4. Pour moraliser les transactions destinées à mettre un terme aux contentieux, l'article 3 les encadre.

Il vise à dissuader les désistements consentis en échange d'une contrepartie imposée au pétitionnaire, pratique qui tend à se développer.

C'est pourquoi les transactions de désistement assorties d'une contrepartie -versement d'une somme d'argent ou octroi d'un avantage en nature- doivent être enregistrées dans le délai d'un mois à compter de leur date.

Le non-respect de cette formalité expose l'auteur du recours à une action en répétition24(*) des sommes versées ou du montant du coût des avantages consentis. Le délai de prescription de cette action est de cinq ans à compter du dernier versement ou de l'obtention de l'avantage en nature.

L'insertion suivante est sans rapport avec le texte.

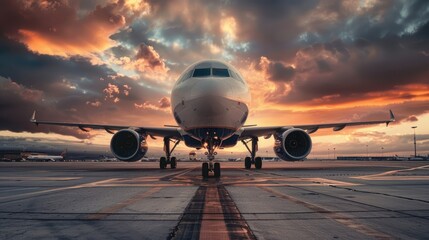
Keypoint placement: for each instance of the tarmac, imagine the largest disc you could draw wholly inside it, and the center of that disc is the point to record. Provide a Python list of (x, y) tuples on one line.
[(284, 200)]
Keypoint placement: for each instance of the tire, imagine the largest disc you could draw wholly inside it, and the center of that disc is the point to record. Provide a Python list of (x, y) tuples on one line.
[(162, 162), (173, 163), (217, 170), (205, 170), (247, 163), (258, 162)]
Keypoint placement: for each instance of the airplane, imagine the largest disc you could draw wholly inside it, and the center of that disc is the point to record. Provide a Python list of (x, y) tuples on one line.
[(43, 157), (210, 104)]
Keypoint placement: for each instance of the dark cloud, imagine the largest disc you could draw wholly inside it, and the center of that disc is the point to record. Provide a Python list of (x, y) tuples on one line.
[(164, 102), (58, 28), (63, 89), (150, 57), (355, 72), (411, 118)]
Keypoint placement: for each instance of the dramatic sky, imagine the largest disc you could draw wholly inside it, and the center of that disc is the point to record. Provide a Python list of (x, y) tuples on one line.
[(115, 62)]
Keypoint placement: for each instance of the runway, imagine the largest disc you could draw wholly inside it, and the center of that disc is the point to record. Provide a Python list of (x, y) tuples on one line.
[(284, 200)]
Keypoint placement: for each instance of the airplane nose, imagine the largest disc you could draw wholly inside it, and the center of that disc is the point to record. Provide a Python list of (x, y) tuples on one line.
[(208, 87)]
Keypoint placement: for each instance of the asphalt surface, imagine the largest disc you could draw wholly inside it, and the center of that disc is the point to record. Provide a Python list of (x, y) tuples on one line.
[(299, 200)]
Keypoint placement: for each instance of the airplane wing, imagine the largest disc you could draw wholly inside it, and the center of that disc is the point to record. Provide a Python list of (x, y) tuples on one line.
[(171, 132), (311, 128)]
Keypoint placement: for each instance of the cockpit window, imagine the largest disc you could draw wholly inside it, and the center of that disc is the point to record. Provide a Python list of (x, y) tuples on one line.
[(201, 72), (236, 76), (220, 72)]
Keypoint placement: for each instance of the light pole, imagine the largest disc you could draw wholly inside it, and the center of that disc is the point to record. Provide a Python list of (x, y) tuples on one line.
[(367, 156), (415, 144)]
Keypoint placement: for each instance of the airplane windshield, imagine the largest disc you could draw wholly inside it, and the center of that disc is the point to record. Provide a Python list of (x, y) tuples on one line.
[(201, 72), (220, 72)]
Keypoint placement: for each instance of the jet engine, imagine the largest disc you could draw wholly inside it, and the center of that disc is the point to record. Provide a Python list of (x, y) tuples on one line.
[(292, 145), (128, 145)]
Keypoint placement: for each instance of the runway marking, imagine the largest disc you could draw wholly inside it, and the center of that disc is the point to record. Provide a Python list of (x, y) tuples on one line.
[(107, 211), (213, 225), (212, 214), (390, 175), (18, 196), (16, 178), (161, 178), (336, 216), (18, 189), (288, 181)]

Ce dispositif se présente comme une obligation de transparence destinée à assainir les comportements malhonnêtes. Il préserve, en revanche, la capacité de conclure une transaction conforme à la loi.

*

* *

Vos rapporteurs approuvent l'ensemble de ces mesures de bon sens. Elles sont de nature à dissuader les requérants compulsifs comme les intentions malveillantes tout en respectant les droits légitimes des requérants.

Ce régime apparait équilibré entre la nécessité de soustraire la réalisation des programmes d'urbanisme à des blocages délibérés et la garantie du respect, par de telles opérations, des règles d'urbanisme.

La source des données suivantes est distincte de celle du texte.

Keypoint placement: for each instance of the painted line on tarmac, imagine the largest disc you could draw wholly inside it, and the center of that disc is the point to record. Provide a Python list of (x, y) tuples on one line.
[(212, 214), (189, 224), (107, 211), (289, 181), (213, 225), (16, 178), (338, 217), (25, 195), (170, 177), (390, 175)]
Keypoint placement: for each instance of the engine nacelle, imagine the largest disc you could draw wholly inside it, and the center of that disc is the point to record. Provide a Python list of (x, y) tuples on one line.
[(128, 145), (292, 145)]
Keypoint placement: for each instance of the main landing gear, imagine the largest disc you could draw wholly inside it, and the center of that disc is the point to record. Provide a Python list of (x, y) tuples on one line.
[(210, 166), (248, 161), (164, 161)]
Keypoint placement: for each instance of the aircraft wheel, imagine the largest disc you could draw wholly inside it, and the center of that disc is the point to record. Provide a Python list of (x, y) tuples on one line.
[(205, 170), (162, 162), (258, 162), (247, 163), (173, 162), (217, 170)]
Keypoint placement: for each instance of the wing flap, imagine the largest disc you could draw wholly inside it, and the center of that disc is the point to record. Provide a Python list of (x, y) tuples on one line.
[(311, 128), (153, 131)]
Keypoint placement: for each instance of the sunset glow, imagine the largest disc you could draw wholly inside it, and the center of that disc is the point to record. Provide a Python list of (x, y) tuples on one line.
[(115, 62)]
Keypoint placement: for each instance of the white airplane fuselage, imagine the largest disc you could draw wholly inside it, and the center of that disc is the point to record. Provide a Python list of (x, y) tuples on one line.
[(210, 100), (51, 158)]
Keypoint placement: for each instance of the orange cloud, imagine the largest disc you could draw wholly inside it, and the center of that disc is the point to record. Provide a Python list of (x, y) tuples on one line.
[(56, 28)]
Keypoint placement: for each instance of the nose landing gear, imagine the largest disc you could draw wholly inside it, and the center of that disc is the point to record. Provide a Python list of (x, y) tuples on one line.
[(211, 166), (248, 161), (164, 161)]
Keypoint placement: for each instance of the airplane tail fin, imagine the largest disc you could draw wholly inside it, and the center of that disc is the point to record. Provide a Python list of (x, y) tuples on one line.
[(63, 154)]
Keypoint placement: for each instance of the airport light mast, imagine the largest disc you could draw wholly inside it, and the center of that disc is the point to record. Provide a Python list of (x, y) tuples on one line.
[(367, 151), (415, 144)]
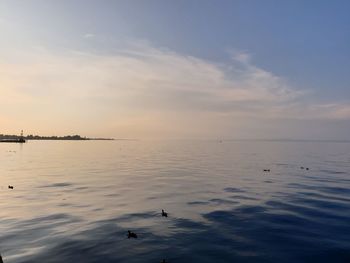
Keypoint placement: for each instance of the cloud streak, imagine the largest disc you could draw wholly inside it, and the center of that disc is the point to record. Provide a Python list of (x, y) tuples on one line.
[(145, 86)]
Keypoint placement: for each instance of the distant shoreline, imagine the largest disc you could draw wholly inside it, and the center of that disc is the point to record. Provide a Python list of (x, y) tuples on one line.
[(8, 138)]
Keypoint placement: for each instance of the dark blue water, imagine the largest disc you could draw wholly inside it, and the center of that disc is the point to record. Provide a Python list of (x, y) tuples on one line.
[(75, 201)]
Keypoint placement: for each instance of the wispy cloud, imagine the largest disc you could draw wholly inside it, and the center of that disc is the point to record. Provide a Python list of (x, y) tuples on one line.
[(144, 85), (89, 35)]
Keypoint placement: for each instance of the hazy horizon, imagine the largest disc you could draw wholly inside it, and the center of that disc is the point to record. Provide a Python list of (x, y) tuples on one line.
[(176, 70)]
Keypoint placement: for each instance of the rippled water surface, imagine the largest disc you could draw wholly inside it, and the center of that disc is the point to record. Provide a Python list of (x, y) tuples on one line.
[(74, 201)]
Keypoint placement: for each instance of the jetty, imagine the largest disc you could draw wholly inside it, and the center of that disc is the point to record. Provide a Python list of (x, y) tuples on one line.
[(14, 139)]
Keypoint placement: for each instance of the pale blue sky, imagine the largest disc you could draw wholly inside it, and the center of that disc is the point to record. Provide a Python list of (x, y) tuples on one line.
[(297, 49)]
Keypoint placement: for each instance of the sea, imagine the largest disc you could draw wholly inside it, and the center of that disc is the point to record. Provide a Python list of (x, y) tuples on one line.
[(74, 201)]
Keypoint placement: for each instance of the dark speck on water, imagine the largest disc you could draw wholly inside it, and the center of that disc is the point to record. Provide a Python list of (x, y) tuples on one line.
[(222, 209)]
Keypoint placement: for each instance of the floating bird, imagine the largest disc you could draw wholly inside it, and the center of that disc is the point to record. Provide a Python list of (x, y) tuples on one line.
[(131, 234)]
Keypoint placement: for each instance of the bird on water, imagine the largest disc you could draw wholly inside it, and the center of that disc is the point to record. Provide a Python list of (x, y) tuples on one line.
[(131, 234)]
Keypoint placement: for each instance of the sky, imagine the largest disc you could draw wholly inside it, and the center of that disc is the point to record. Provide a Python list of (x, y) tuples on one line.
[(176, 69)]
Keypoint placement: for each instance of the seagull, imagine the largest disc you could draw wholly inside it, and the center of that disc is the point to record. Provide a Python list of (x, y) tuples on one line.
[(164, 213), (131, 234)]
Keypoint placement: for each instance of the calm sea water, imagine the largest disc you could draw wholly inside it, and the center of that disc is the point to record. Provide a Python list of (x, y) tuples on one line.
[(74, 201)]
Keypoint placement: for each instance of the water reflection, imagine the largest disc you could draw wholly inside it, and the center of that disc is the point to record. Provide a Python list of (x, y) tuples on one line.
[(76, 201)]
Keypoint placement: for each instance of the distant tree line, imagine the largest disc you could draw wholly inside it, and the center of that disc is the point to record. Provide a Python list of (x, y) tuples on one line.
[(37, 137)]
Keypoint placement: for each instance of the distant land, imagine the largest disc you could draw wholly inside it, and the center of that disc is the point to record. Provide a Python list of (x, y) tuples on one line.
[(62, 138)]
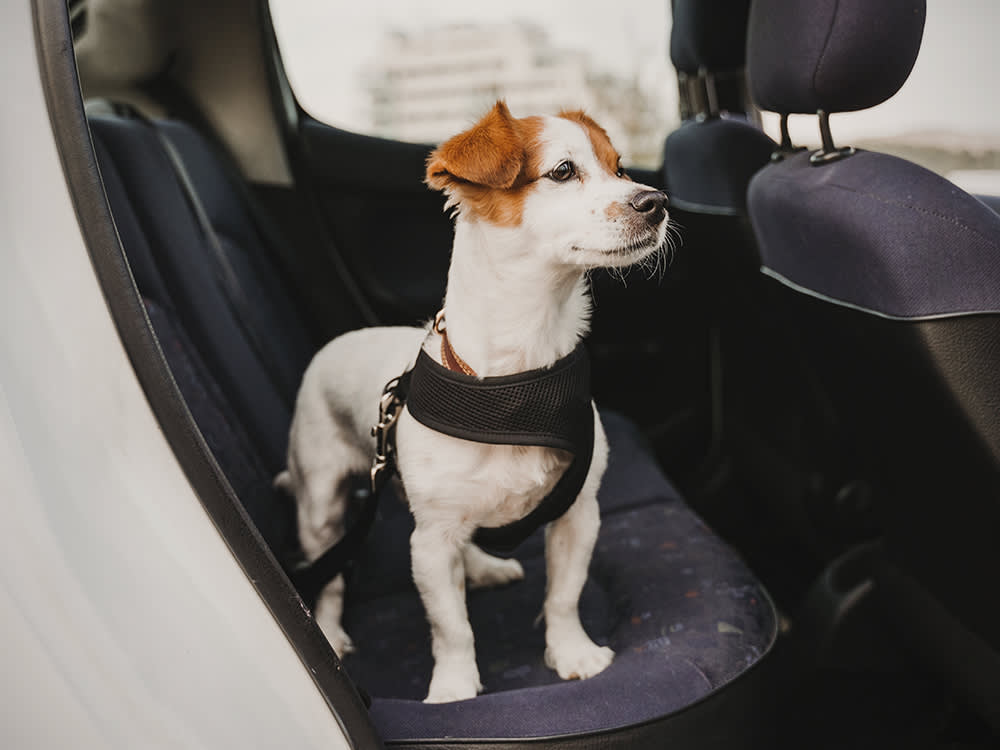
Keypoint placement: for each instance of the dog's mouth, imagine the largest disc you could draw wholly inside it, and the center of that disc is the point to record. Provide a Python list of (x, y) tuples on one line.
[(638, 246)]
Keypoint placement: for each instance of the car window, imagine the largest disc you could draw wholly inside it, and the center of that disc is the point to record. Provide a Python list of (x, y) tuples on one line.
[(946, 117), (422, 70)]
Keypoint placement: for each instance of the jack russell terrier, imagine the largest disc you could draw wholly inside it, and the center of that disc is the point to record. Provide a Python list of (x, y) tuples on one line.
[(538, 201)]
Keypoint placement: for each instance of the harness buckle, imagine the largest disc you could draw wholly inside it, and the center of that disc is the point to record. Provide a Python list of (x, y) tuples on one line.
[(389, 407)]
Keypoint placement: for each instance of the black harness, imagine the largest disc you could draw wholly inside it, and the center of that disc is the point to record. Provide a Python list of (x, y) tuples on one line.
[(549, 407)]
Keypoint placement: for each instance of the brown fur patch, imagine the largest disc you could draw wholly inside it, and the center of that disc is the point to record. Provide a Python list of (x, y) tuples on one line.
[(490, 168), (606, 153), (615, 210)]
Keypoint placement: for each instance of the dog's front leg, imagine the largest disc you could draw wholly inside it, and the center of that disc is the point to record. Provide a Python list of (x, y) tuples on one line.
[(439, 574), (569, 544)]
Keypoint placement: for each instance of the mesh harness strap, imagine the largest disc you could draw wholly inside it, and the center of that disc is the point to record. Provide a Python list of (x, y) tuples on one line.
[(548, 407)]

L'ordonnance du 18 juillet 2013 semble avoir emprunté une voie raisonnable qui tient compte de cette double exigence.

Reste à mesurer ses effets dans l'application qui sera faite pour ajuster, le cas échéant, les modifications qu'elle introduit. Pour l'heure, il paraît raisonnable de s'en tenir à ces mesures.

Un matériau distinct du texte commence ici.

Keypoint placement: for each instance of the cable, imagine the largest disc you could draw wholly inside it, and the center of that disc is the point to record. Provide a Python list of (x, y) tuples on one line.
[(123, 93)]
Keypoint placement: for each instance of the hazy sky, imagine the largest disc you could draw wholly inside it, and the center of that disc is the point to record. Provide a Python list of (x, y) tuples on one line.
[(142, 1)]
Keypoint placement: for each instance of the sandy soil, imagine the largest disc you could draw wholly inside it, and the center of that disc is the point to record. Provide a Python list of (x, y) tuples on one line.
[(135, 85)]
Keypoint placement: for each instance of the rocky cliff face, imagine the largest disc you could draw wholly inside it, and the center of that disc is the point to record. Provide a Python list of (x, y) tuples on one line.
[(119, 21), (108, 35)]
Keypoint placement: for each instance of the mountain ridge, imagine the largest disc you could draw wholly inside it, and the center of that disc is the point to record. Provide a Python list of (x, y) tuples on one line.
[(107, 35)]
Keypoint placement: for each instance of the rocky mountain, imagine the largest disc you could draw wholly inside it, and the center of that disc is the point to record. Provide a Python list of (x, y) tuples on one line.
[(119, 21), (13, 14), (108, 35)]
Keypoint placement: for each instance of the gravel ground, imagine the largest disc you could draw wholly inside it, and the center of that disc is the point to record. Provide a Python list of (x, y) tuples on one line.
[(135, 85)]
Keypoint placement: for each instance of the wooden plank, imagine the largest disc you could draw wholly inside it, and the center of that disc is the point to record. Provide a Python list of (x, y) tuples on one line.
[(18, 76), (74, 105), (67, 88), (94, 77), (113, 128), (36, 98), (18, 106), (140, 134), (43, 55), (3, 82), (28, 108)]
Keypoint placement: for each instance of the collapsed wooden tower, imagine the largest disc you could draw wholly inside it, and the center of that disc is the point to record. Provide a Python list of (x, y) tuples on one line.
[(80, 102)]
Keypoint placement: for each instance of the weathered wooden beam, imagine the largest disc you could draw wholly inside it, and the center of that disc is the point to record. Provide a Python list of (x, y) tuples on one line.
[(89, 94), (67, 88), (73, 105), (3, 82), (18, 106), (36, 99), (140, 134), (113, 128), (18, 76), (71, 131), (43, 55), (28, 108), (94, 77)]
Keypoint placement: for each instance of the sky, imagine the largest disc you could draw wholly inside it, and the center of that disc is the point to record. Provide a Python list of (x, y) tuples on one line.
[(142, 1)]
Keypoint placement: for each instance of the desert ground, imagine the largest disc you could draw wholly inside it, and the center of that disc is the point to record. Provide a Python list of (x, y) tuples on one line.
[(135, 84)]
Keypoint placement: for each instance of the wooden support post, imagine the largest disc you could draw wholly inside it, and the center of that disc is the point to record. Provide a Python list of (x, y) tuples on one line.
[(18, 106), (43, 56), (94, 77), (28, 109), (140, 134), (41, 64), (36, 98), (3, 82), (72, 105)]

2. Spécialiser les juridictions

Le droit de l'urbanisme demeure une matière complexe malgré les intentions renouvelées de le clarifier et de simplifier les procédures.

Il importe donc que les juges qui traitent ces dossiers puissent maîtriser cette accumulation de règles. C'est particulièrement vrai pour le domaine de l'expropriation.

Or, comme l'a noté devant vos rapporteurs le professeur Yves Jégouzo, si l'on excepte la région parisienne, le juge de l'expropriation qui est un magistrat du tribunal de grande instance25(*) -à raison de trois ou quatre par département-, traite chaque année un nombre insuffisant de dossiers pour pouvoir acquérir une expertise fine de la matière.

Pour ajuster au mieux le montant de l'indemnité, il conviendrait de regrouper ces affaires dans le ressort de chaque cour d'appel. Le premier président pourrait répartir cet office en fonction des caractéristiques locales. Ce changement ne devrait pas entraîner de frais supplémentaires pour l'exproprié puisque l'expropriant supporte seul les dépens de première instance26(*). Pour garantir un accès suffisamment proche des justiciables, vos rapporteurs envisagent la tenue d'audiences foraines. Il conviendra d'approfondir la réflexion sur ce point afin d'examiner concrètement les modalités de mise en oeuvre de cette proposition. L'objectif reste de « professionnaliser » la fixation de l'indemnité d'expropriation dans l'intérêt des deux parties.

Proposition n° 7

Spécialiser les juges de l'expropriation dans le ressort
de chaque cour d'appel


* 21 Cf. avis n° 607 (2012-2013) de M. René Vandierendonck fait au nom de la commission des lois.

* 22 Cf. rapport au président de la République relatif à l'ordonnance n° 2013-638.

* 23 Cf. site du ministère de l'égalité des territoires et du logement (www.territoires.gouv.fr).

* 24 Ouverte aux acquéreurs successifs du bien ayant fait l'objet d'un permis à raison du préjudice qu'ils ont subi.

* 25 Cf. art L. 13-1 du code de l'expropriation pour cause d'utilité publique.

* 26 Cf. art L. 13-5 du code de l'expropriation pour cause d'utilité publique.